I'm new to the field of large language models (LLMs) and I'm really interested in learning how to train and use my own models for qualitative analysis. However, I'm not sure where to start or what resources would be most helpful for a complete beginner.
Could anyone provide some guidance and advice on the best way to get started with LLM training and usage? Specifically, I'd appreciate insights on learning resources or tutorials, tips on preparing datasets, common pitfalls or challenges, and any other general advice or words of wisdom for someone just embarking on this journey.
OLlama is so fucking slow. Even with a 16-core overclocked Intel on 64Gb RAM with an Nvidia 3080 10Gb VRAM, using a 22B parameter model, the token generation for a simple haiku takes 20 minutes.
No offense intended, but are you sure it's using your GPU? Twenty minutes is about how long my CPU-locked instance takes to run some 70B parameter models.
On my RTX 3060, I generally get responses in seconds.
Hmmm weird. I have a 4090 / Ryzen 5800X3D and 64GB and it runs really well. Admittedly it's the 8B model because the intermediate sizes aren't out yet and 70B simply won't fly on a single GPU.
But it really screams. Much faster than I can read. PS: Ollama is just llama.cpp under the hood.
Edit: Ah, wait, I know what's going wrong here. The 22B parameter model is probably too big for your VRAM. Then it gets extremely slow yes.
How much do you know about natural language processing? If you aren’t already familiar, you’ll probably want to start with some basics like tokenizing, lemmatizing, stemming, identifying stop words, determining parts of speech, spell checking, and vectorizing. Putting together a clean normalized training set will require some or most of these, and it should help give you some context of what you’re putting in.

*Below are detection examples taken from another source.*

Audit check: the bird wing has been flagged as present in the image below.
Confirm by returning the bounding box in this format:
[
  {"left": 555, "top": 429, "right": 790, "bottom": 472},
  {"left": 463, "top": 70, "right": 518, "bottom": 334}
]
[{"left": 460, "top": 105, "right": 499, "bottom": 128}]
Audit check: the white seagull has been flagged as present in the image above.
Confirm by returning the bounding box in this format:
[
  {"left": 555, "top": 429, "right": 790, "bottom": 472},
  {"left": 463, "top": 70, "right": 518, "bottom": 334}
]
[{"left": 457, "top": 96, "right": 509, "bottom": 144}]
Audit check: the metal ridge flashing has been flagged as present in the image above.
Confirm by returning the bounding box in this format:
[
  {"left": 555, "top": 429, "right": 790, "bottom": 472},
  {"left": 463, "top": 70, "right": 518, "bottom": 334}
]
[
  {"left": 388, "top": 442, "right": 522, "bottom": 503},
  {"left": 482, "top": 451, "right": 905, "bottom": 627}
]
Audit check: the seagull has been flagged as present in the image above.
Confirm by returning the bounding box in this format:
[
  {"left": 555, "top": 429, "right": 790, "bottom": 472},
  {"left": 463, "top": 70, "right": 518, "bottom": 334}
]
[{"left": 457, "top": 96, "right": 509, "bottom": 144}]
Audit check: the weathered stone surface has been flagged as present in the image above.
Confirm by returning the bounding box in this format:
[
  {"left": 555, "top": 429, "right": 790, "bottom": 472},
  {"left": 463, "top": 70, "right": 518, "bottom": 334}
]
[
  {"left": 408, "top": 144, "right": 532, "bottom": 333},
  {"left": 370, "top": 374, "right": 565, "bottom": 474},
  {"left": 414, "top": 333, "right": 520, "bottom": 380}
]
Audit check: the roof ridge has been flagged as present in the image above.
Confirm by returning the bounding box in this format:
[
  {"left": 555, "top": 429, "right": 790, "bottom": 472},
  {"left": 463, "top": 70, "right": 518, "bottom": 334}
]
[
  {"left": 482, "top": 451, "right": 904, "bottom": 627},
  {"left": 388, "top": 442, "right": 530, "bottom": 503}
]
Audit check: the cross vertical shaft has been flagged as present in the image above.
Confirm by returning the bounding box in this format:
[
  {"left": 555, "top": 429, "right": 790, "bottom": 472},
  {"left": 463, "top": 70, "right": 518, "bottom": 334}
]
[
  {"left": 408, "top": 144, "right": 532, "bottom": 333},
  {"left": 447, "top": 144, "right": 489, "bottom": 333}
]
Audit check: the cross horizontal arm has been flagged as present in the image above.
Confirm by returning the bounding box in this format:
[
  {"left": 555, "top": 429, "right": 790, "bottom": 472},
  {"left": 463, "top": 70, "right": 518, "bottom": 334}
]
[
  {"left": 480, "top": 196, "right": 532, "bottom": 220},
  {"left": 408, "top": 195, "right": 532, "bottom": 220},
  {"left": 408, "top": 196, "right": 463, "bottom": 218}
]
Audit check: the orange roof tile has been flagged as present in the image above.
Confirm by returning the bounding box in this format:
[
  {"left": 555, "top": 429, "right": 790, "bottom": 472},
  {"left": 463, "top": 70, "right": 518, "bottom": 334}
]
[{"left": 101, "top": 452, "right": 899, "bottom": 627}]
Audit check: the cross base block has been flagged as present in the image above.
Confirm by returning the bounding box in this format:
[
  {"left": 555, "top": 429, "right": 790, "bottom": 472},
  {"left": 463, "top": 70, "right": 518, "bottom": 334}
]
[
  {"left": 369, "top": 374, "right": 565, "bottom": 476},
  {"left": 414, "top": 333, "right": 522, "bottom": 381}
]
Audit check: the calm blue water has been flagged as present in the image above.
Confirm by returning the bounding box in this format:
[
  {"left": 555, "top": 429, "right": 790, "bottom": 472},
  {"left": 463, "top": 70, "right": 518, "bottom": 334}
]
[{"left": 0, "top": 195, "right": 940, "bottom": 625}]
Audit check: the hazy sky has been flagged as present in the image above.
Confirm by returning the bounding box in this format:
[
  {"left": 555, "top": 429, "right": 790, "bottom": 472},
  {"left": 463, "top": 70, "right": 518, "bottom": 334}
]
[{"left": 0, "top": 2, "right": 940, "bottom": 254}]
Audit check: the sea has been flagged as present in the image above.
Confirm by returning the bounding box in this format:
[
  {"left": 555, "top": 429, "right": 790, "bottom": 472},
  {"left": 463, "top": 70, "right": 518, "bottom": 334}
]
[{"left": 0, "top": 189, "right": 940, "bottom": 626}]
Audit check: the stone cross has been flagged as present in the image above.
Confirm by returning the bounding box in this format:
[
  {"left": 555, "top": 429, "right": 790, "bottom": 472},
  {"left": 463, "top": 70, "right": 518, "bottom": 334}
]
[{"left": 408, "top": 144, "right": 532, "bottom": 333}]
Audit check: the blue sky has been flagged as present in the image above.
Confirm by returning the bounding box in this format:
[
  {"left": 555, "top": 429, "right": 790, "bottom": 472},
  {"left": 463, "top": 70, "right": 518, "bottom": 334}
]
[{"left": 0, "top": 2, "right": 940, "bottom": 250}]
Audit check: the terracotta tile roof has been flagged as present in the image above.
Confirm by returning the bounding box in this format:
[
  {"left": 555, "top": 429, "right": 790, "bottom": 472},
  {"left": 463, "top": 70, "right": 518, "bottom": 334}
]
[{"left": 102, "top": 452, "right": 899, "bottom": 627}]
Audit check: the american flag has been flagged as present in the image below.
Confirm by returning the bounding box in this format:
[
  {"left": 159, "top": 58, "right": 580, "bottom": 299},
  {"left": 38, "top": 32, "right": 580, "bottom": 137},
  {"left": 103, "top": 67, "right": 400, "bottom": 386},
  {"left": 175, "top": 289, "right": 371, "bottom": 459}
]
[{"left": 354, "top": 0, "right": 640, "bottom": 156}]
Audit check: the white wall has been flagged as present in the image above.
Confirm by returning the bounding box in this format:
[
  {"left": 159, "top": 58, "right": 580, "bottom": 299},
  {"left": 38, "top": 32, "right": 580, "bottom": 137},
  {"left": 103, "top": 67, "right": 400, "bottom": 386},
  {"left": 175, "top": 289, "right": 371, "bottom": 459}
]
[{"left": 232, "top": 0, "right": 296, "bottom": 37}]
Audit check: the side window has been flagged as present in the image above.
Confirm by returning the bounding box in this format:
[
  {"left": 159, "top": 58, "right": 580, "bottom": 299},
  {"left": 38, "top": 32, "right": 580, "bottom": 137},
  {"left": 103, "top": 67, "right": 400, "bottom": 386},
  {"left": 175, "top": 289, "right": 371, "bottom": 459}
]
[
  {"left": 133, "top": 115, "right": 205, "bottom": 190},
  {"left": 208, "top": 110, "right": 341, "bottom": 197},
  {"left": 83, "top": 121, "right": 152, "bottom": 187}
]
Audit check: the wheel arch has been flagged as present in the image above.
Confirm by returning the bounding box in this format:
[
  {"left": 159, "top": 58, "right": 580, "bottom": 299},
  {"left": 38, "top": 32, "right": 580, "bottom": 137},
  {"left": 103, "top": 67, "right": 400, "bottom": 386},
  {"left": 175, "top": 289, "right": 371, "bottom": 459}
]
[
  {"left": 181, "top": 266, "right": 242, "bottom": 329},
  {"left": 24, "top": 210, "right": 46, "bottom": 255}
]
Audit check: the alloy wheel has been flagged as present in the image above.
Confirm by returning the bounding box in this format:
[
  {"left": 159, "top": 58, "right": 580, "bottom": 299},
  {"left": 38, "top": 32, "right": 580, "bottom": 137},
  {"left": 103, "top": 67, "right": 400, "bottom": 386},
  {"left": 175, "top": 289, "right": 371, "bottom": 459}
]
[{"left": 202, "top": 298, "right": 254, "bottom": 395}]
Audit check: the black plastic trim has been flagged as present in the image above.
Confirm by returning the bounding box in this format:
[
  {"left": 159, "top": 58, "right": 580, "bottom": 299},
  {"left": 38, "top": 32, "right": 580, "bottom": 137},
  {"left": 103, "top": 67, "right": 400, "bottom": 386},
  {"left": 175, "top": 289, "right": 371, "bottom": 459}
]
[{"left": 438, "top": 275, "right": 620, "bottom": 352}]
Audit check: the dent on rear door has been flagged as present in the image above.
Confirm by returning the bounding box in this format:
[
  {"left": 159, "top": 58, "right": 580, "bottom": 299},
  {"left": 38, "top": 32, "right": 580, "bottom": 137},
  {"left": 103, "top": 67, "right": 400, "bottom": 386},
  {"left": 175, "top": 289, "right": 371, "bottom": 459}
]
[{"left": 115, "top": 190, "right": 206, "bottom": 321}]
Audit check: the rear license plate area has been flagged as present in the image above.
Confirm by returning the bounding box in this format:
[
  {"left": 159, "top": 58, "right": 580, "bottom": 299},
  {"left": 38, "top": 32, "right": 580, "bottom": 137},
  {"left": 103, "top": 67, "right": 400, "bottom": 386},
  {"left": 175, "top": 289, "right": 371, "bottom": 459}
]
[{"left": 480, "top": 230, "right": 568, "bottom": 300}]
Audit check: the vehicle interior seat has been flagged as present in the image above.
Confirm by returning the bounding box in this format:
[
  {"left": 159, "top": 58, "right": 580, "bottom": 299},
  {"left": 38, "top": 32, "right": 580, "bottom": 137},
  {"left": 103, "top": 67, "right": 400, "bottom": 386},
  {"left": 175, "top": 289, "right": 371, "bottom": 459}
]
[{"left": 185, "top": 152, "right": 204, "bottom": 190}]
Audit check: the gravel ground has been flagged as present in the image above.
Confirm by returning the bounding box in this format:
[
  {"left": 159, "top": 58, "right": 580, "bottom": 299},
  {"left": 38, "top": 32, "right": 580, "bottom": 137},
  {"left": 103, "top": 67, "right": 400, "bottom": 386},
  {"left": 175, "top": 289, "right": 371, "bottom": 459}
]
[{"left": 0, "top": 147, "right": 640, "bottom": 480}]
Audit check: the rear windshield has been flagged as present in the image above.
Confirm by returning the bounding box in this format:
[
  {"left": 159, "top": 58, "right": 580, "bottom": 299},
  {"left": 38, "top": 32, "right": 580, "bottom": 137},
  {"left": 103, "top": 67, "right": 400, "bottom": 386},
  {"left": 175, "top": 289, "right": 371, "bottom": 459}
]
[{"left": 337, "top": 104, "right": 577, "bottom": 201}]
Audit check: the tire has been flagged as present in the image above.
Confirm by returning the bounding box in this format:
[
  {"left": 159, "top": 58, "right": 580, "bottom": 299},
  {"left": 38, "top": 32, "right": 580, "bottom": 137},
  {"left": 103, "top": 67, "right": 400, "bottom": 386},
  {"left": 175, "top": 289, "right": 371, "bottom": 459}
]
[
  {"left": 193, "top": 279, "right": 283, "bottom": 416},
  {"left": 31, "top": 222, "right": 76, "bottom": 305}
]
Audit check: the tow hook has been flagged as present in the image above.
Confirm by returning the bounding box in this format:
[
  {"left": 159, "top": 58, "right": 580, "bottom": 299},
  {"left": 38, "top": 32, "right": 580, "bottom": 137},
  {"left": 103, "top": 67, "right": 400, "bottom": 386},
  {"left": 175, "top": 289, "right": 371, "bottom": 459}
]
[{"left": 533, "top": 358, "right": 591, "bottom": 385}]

I’m most familiar with python’s natural language toolkit for most of those, sklearn does also have some text tools (vectorizer for sure), or you could jump right into keras/tensorflow.
After that, look into the concept of transformer models - this tutorial does cover some of the basic cleanup steps, although I’d still want to understand them better than just copy pasting their code/regexes:
Good recommendations! I'd suggest doing some spacy tutorials as well, regarding the topics in the first paragraph. But arguably it's possible nowadays to just start at transformers without any NLP knowledge, e.g. using huggingface's AutoTrain or something similar. I wouldn't recommend it, but you definitely could.
I'm also interested, so I hope you don't mind me joining the ride. Personally, I'd like a self hosted tool, but am happy to see what the community says.
If you just want to use a local llm, using something like gpt4all is probably the easiest. Oobabooga or llama.cpp for a more advanced route.
I use ollama with llama3 on my macbook with open-webui and it works real nice. Mistral7b is another one I like. On my PC I have been using oobabooga with models I get from huggingface and I use it as an api for hobby projects.
I have never trained models, I don't have the vram. My GPU is pretty old so I just use these for random gamedev and webdev projects and for messing around with RP in sillytavern.
I managed to get ollama running through Docker easily. It's by far the least painful of the options I tried, and I just make requests to the API it exposes. You can also give it GPU resources through Docker if you want to, and there's a CLI tool for a quick chat interface if you want to play with that. I can get LLAMA 3 (8B) running on my 3070 without issues.
Training a LLM is very difficult and expensive. I don't think it's a good place for anyone to start. Many of the popular models (LLAMA, GPT, etc) are astronomically expensive to train and require and ungodly number of resources.
Month later update: This is the route I've gone down. I've used WSL to get Ollama and WebopenUI to work and started playing around with document analysis using Llama 3. I'm going to try a few other models and see what the same document outputs now. Prompting the model to chat with the documents is...a learning experience, but I'm at the point where I can get it to spit out quotes and provide evidence for it's interpretation, at least in Llama3. Super fascinating stuff.
I really appreciate all the responses, but I'm overwhelmed by the amount of information and possible starting points. Could I ask you to explain or reference learning content that talks to me like I'm a curious five year old?